Don Cheadle, Sofia Vergara, Lupita Nyong’o, Oscar Isaac, Barkhad Abdi and Kerry Washington all went home empty-handed. Chiwetel Ejiofor and Idris Elba both lost twice.
In terms of LGBTQ winners and nominees, the pickings were even slimmer. Jim Parsons was, to my knowledge, the only publicly LGBTQ nominee. Instead of seeing LGBTQ people included in the night’s festivities, viewers were made to sit through Jared Leto’s uncomfortable jokes about waxing his body to play a transgender woman dying of AIDS in “Dallas Buyer’s Club” (all fun and games for him from the sound of it) and Michael Douglas’s cringe-worthy declaration of “no homo” (in as many words) as he accepted a trophy for playing Liberace.
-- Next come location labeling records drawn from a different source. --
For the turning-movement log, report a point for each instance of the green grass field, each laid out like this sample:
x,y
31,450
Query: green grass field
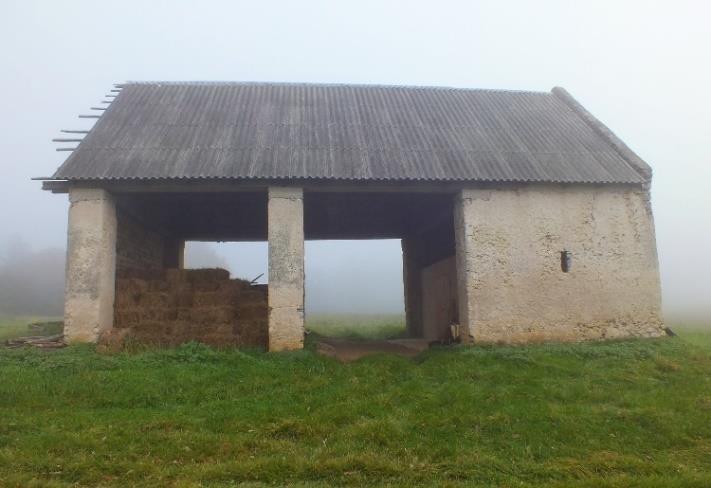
x,y
618,414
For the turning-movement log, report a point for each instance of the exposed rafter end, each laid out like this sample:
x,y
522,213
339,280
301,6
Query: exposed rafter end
x,y
55,186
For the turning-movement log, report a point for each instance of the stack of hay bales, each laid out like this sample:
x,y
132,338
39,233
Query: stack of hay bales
x,y
174,306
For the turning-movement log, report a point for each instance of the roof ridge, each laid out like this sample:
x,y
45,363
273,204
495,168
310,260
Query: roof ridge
x,y
320,84
637,163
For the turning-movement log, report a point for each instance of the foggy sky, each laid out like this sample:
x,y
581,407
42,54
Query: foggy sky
x,y
642,67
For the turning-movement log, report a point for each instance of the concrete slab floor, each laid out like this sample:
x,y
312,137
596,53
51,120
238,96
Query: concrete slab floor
x,y
346,351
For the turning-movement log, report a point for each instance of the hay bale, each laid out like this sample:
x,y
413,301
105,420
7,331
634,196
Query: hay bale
x,y
126,318
252,311
158,285
158,299
212,315
252,296
175,276
131,285
159,314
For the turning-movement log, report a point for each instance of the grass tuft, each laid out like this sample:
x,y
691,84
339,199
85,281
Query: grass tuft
x,y
616,414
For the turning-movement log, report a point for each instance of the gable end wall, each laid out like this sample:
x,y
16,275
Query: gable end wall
x,y
511,286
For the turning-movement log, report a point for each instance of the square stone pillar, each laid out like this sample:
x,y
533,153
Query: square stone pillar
x,y
91,265
464,243
286,268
So why does all this matter? It’s crass and absurd to suggest that anyone deserves a Golden Globe simply because they’re not white, not straight, not cis, etc., right? And these award shows are meaningless, right?
As silly as award shows may seem, this lack of representation does matter. LGBTQ young people are left with very little to aspire to as their identities are ignored at best and made the punchline of jokes otherwise. Representation starts to matter. Similarly, when young people of color see nominees of color passed over repeatedly and instead made into monologue jokes for Tina Fey and Amy Poehler, representation matters. When a film so heavily lauded and beloved as “12 Years A Slave” walks away with just one award and none for its individual parts, representation matters.
Another Sunday night television event was the premiere of the new season of HBO’s “Girls,” a show that has been repeatedly criticized for its lack of diversity in casting. “Girls” and its unapologetically monochromatic cast serve as a reminder of the importance of telling stories that are diverse and specific and engaging. Representation of marginalized groups can be miraculous in the way it opens doors for young people in those groups. In the words of Marian Wright Edelman, “You can’t be what you can’t see.”
Noah Cannon is a junior majoring in telecommunication and film. His column runs biweekly on Tuesdays.